Tapi menurut UBS, bagaimanapun juga pada tahun 2018 sebuah perubahan akan terjadi, pertumbuhan hanya akan bertahan di 1,9%.
Penguatan
mata uang euro menjadi poin utama argumen UBS karena euro yang kuat akan
mengurangi daya saing ekspor zona euro sehingga dapat menyebabkan
penurunan pada perdagangan internasional.
"Kami
memperkirakan perlambatan pertumbuhan PDB dari 2,3% tahun ini menjadi
1,9% pada 2018 akan terutama didorong oleh melemahnya kontribusi dari
perdagangan luar negeri.

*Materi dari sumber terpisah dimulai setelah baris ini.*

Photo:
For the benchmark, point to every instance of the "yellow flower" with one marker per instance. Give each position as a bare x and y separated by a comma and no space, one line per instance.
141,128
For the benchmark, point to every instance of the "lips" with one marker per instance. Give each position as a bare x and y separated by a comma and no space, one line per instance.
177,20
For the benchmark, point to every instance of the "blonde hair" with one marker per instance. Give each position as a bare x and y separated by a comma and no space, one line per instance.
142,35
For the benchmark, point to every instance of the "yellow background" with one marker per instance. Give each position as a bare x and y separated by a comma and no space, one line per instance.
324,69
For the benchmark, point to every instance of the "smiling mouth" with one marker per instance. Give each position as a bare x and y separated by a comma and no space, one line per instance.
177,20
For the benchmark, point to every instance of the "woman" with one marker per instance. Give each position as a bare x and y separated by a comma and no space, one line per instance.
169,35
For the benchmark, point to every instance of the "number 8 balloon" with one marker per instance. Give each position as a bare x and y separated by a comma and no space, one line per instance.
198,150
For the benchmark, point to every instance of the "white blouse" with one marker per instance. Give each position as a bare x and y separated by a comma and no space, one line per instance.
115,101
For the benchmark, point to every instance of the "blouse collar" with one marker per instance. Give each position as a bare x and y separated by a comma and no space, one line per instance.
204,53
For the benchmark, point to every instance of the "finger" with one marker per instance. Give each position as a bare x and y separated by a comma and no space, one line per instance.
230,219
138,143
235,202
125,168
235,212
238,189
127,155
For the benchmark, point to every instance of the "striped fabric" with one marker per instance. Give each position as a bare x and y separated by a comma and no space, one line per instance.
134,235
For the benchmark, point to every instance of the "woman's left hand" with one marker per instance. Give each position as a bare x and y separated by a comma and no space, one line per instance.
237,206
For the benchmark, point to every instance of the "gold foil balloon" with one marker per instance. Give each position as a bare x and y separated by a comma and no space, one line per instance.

Dengan apresiasi euro di kuartal terakhir, yang
kami proyeksikan pada 2018 dan 2019," kata ekonom UBS Rienhard Cluse.
Euro yang
lebih kuat akan membuat ekspor zona euro menjadi lebih mahal bagi para
pembeli asing, yang menyebabkan penurunan permintaan dan penurunan
volume ekspor.
Pada tahun
ini perdagangan telah menguat, menyumbang 0,1% terhadap produk domestik
bruto (PDB), kata Reinhard, namun hal ini tidak akan berlanjut dan juga
tidak menjadi norma yang terus berlaku.
Perdagangan di tahun lalu menjadi hambatan pertumbuhan, mencukur -0,5% dari PDB.
Namun di
tahun depan, euro yang lebih kuat sekali lagi akan menguras pertumbuhan,
karena faktor yang utama dari perlambatan pertumbuhan, dari 2,3%
menjadi 1,9%, adalah perdagangan.
Penggerak
utama lainnya yaitu konsumsi, belanja pemerintah dan investasi,
diperkirakan akan tetap tidak berubah, namun ekspor akan turun dan
menahan pertumbuhan secara keseluruhan
.
"Kami
memperkirakan kontribusi ekspor neto terhadap pertumbuhan PDB akan turun
dari +0,1 persentase poin (pp) di tahun 2017 menjadi -0,4 pp di tahun
2018. Dengan kata lain, perdagangan luar negeri saja kemungkinan akan
mengarah pada perlambatan pertumbuhan PDB sebesar 0,5 pp antara 2017 dan
2018," kata Reinhard.
Sementara
itu, UBS memperkirakan euro akan terus meningkat dengan EUR/USD naik ke
$1,2500 pada akhir 2018 dan $1,3000 pada akhir 2019.